Early in his career, beginning in the 1950s, the pianist and bandleader Eddie Palmieri used to play mambo shows at the Palladium Ballroom, on Broadway at 53rd Street. The Ed Sullivan Theater was just across the street but seemed to belong to a different, distant world: while Sullivan’s popular Sunday night TV show was happy to book the likes of Señor Wences, the Spanish ventriloquist, the frenetically danceable Latin music that Mr. Palmieri played was thought to lack mainstream appeal.
But on Friday and Saturday, Jazz at Lincoln Center will sponsor a retrospective of Mr. Palmieri’s career at the Rose Theater, seven blocks north of his old stomping grounds. Next month he will perform in a show at the Kennedy Center in Washington; also next month the National Endowment for the Arts willl induct him as a “jazz master,” putting him in the company of keyboard luminaries like Count Basie, Dave Brubeck and Herbie Hancock.

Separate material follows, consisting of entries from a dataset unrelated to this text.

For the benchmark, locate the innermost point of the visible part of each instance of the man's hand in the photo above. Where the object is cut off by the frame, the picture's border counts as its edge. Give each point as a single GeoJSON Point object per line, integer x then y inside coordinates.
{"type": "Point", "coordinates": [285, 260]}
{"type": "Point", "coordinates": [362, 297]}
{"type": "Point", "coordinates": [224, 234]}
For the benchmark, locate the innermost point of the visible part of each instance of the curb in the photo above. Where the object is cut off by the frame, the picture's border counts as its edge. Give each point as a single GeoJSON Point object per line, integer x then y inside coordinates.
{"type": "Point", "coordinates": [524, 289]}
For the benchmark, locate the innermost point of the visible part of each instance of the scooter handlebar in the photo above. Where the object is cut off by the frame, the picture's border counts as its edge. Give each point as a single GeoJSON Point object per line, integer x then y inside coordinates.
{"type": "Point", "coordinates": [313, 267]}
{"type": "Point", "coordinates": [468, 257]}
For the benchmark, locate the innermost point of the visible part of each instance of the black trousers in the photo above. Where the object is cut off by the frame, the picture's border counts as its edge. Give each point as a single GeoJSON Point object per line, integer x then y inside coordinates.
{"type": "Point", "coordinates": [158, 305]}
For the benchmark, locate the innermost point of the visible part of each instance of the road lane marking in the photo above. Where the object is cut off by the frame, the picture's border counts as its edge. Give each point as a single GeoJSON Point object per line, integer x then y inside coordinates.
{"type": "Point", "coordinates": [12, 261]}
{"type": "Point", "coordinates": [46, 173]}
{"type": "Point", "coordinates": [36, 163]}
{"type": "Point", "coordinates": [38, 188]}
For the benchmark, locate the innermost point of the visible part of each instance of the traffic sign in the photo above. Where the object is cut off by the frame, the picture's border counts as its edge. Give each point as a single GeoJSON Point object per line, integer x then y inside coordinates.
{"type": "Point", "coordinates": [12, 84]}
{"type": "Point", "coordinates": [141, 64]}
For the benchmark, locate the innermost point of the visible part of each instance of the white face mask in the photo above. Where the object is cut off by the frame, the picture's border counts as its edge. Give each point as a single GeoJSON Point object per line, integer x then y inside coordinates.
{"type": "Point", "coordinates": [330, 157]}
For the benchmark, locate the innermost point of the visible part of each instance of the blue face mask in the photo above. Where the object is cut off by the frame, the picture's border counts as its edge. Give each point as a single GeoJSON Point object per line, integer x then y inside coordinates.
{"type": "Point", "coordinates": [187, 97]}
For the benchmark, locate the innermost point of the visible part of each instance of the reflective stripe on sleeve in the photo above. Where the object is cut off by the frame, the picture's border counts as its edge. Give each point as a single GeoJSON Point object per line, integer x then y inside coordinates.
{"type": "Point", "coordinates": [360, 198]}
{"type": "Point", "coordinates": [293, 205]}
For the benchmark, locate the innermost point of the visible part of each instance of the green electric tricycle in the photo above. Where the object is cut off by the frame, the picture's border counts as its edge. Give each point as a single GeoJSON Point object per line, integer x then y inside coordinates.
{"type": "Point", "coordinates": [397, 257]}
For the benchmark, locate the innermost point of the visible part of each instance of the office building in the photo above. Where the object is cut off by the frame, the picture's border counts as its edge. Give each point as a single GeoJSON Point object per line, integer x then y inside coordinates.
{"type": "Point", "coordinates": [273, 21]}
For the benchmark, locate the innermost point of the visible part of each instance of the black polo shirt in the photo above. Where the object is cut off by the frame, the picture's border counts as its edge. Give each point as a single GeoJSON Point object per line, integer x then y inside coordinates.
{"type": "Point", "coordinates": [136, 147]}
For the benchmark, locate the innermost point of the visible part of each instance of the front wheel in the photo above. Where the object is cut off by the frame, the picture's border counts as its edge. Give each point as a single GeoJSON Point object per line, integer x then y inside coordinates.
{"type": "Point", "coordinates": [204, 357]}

“It’s about time,” said Robert Farris Thompson, the Yale cultural historian whose latest book, “Aesthetic of the Cool: Afro-Atlantic Art and Music,” includes an essay on Mr. Palmieri. “We’re talking about one of the great figures in American vernacular music, a multifaceted world-class musician who blends and zigzags between cultures, between the modern and the ancient, going past all boundaries.”
Mr. Palmieri, an ebullient bantam of a man who turns 76 on Saturday, said he welcomed the distinctions coming his way, but also found a certain irony in them. He was born in Spanish Harlem and raised in the Bronx as part of an extended family that had recently migrated from Puerto Rico, and when he was playing stickball in the streets with Cuban and Puerto Rican music pouring out of nearby bodegas, he said jazz was the furthest thing from his thoughts.
“When I was growing up, I knew nothing about jazz, really, and I didn’t like it because I didn’t comprehend it,” he said last week. “My whole life was dedicated to Latin music.” Even now, he added: “I play jazz and use jazz structures and harmony. But I’m not really a jazz pianist, which makes this award unique.”
To both jazz and Latin music fans, Mr. Palmieri’s unusual style is instantly recognizable. His songs often feature angular melodies and modal passages, and he plays emphatically, almost like a percussionist, with lots of chord clusters, some containing hints of dissonance. On the mambo circuit, he recalls, he attacked the piano with such force that he was given the nickname Pancho Rompetecla, or Pancho the Keyboard Breaker.
Not coincidentally, Mr. Palmieri began his career as a percussionist, playing timbales at the age of 13 in bands led by or featuring his older brother, Charlie, a pianist who was his first big musical influence. He jokes that he switched back to the piano, which he had studied as a child, only because he got tired of hauling percussion gear around and wanted to save money by playing an instrument that club owners had to provide.